We also take a random sample of the entire population (say 6,000) and test them. Suppose 10 or 0.167% test positive. Assuming the population of the country is 22,000,000, the entire population will have 36,667 positive cases.
Thus there are there are 36,667 minus 3,600 or 32,767 positive cases outside the contact group.
Thus the probabilistic community spread rate is 32,767 / 36,667 or 89%.
So, is there community spread?
If you ask the question, “Is there community spread?” you haven’t understood this article. It implies that you still live in a “letteralist” black and white world.
The more meaningful question you should ask is “how much community spread is there?” to which a meaningful answer would be probabilistic, not “yes” or “no”.
The good news is that our health authorities do a mix of testing: both random and probable contacts. And hence, it should be possible to calculate the statistic. The bad news is that they haven’t published these separately. Hence, for now, my conclusion is “I don’t know”.
However, it should be relatively easy for the authorities to publish these numbers. And I hope they do.
But we have more problems with Community Spread. Consider another imaginary example:
Suppose in some unfortunate country, CoViD-19 has infected every single inhabitant. Many are dying; everyone is suffering. But suppose bizarrely (don’t ask me how), this country has an excellent tracing system. Every single case connects to a source of origin. Hence, community spread (both literal and statistical) is zero.
This example highlights perhaps the biggest problem with the community spread metric. It is a relative metric that compares A) disease spread with B) tracking/tracing efficacy. If the spread is high, but tracking is also good, community spread will be low.
What I (and probably most people) care about is disease spread. Measuring the effectiveness of tracking/tracing is also essential but strictly secondary.
The way to measure disease spread is simple.
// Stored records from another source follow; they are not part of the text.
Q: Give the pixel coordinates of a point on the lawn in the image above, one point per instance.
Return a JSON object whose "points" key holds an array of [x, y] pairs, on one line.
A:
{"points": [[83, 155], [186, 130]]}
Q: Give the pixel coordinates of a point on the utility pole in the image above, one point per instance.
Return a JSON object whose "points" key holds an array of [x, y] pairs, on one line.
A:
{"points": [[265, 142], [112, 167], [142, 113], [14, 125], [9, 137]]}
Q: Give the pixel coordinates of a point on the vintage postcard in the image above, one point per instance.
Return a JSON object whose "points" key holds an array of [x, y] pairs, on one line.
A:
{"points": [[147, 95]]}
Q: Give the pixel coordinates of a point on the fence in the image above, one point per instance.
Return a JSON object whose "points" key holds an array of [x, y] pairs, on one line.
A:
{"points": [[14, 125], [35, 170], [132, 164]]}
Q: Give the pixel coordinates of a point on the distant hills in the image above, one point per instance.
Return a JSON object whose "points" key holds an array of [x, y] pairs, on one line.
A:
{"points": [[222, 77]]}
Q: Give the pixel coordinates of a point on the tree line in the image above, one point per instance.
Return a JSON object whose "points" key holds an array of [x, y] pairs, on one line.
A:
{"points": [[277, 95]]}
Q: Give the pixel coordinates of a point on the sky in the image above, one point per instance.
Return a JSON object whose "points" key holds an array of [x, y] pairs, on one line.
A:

Take a random sample of the population and compute the positive rate.
For example, if in a random sample of 10,000 people, 100 people test positive, then 100 / 10,000 or 1% is (for me) the most important metric.
If this significantly increases, then there is a problem. If it decreases, things are improving.
Like my proposed probabilistic community spread statistic, the good news is that all the data required to compute this figure already exists. The bad news is that, as far as I know, it is not published. A publication and analysis of this metric will give us the real picture of CoViD-19 in Sri Lanka.